If, like Plato suggested, our souls exist in some sense to regain the eternal wisdom we once had, then there is infinite wisdom.  Immortality after death would mean regaining that sacred wisdom we lost at birth.  In many ways, our so-called childhood “innocence” is simply the fact that the young children are far closer to much of that wisdom than those who have been away from it so long. 

 

It is, in fact, a very different idea of immortality, one that may take some stretching for the Western mind.  The death and resurrection of Jesus doesn’t mean that continuation of his life as it was in life, it means blending his spirit with the universal and eternal values which inspired his message in the first place.  “Into thy hands I commit my spirit.” 

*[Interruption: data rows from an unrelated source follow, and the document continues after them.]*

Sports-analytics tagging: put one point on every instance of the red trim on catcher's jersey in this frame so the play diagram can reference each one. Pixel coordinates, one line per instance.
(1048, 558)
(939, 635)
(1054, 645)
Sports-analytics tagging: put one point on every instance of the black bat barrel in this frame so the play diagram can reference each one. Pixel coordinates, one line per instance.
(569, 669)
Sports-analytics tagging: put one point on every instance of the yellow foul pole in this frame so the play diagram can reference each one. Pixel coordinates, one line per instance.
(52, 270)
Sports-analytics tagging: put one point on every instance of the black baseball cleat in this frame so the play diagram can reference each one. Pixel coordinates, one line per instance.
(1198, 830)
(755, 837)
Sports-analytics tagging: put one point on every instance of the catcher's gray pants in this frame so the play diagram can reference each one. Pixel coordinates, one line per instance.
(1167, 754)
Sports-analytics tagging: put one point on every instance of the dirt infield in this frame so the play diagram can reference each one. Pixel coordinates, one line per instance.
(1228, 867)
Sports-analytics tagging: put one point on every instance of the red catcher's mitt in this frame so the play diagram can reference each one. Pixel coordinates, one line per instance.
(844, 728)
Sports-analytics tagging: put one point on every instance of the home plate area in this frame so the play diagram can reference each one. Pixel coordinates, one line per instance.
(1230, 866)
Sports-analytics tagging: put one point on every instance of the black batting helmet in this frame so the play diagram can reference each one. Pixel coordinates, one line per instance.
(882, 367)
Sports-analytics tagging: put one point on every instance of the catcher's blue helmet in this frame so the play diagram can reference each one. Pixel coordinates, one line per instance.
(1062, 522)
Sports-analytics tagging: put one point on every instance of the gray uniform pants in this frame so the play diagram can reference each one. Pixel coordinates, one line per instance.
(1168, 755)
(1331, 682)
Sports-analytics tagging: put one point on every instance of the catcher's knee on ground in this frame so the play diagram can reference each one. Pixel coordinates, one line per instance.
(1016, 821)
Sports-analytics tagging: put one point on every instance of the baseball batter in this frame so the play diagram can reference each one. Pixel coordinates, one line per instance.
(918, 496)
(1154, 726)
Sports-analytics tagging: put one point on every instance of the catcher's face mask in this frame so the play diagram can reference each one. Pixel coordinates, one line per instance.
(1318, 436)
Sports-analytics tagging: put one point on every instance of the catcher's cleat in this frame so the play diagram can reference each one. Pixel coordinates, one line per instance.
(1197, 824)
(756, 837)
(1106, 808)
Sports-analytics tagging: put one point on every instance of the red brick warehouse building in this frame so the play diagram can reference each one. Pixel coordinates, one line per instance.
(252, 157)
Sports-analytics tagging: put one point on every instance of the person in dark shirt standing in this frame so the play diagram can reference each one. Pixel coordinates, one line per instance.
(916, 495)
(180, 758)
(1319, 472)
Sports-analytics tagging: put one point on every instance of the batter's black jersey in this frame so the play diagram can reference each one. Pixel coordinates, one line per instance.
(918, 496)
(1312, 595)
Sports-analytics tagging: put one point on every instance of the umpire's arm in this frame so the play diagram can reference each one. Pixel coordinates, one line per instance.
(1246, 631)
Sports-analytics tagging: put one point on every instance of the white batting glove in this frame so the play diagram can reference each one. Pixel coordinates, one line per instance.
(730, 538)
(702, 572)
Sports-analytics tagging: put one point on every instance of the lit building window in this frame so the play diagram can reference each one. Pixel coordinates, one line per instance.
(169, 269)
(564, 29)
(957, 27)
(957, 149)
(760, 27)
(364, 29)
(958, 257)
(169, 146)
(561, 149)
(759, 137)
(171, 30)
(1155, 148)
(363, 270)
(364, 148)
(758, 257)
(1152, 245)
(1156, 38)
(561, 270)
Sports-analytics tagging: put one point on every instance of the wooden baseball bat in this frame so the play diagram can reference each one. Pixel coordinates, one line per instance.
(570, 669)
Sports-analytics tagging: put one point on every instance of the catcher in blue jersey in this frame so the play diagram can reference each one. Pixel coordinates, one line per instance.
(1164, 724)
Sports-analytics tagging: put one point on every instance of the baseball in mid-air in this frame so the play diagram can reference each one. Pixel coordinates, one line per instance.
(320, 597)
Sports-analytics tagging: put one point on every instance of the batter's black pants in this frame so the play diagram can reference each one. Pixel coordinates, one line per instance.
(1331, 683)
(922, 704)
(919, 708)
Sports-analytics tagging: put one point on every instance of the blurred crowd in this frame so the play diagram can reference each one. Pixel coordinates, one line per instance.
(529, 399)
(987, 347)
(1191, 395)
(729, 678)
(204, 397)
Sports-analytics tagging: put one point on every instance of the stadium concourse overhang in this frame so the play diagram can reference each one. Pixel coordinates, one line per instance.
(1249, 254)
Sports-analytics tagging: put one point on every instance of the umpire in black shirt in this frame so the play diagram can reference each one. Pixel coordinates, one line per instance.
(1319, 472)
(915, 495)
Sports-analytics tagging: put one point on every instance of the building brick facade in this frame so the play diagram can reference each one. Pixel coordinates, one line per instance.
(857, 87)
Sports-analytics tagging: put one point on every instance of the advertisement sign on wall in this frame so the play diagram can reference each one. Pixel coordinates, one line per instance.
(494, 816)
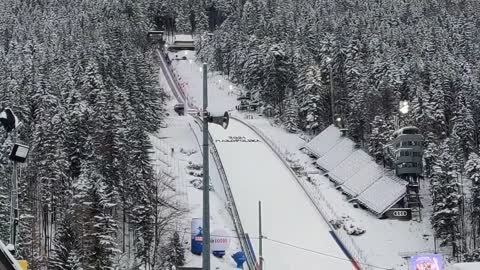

            This idea of dying to join the eternal values is not an uncommon image for poets.  Percy Shelly offers this verse on death: 

 

He is made one with nature: there is heard

His voice in all her music, from the moan

Of thunder to the song of night’s sweet bird. . .

 

Immortality might mean joining us with the eternal sacred things; whereas survival of our individual identity would continue our separateness.  Here are some eternal things that we seek in our individual mortal lives: hope, ideas, passions, love.  These are also some qualities that characterize the wisdom of children.  To the extent all of our lives are about linking ourselves to that which is eternal, we are part of that eternity. 

 

I said earlier that to me the sense of immortality seems to be about having our lives linked to eternal things.  This is the good news:  that we are part of that eternity, and that infinite wisdom is available to us at least in parts.  In a later stanza Wordsworth seems to identify the joy that comes in linking ourselves to the eternal values that feed, I would say, our immortality: 

 

... For these I raise the song

of thanks and praise:

... for those first affections,

Those shadowy recollections,

Which, be they what they may,

Are yet the fountain light of all our day,

Are yet a master light of all our seeing;

Uphold us, cherish,

and have power to make

Our noisy years seem

moments in the being

Of the eternal Silence; truths that wake,

To perish never;

Hence in a season

of calm weather,

Though inland far we be,

Our Souls have sight of that immortal sea

Which brought us hithr. 

Can in a moment travel thither,

And see the Children

sport upon the shore,

And hear the mighty waters

rolling evermore. 

 

So there you have it.  Another sermon about something no one knows anything about.  I certainly don’t know what happens after death.  But this morning I offer one different interpretation of immortality.  Whatever interpretation one takes on this subject about which we are all ultimately guessing, I think one point is of highest value.  When we consider these matters, as we are often inspired to do at this holiday, whatever scenario we accept, its value should be in pointing us toward those eternal values that give life meaning.  Whatever is to happen to us, we can be certain that that which inspired Jesus’ message, and that which continues to inspire us today, have eternal meaning.  The deeper questions of life and death should make that meaning come alive. 

 

But if you take this all too seriously -- which is way too easy to do on this subject -- I’ll turn away from quoting Wordsworth and close by returning once more to Emerson: 

 

“Immortality.  I notice that as soon as writers broach this question they begin to quote.  I hate quotation.”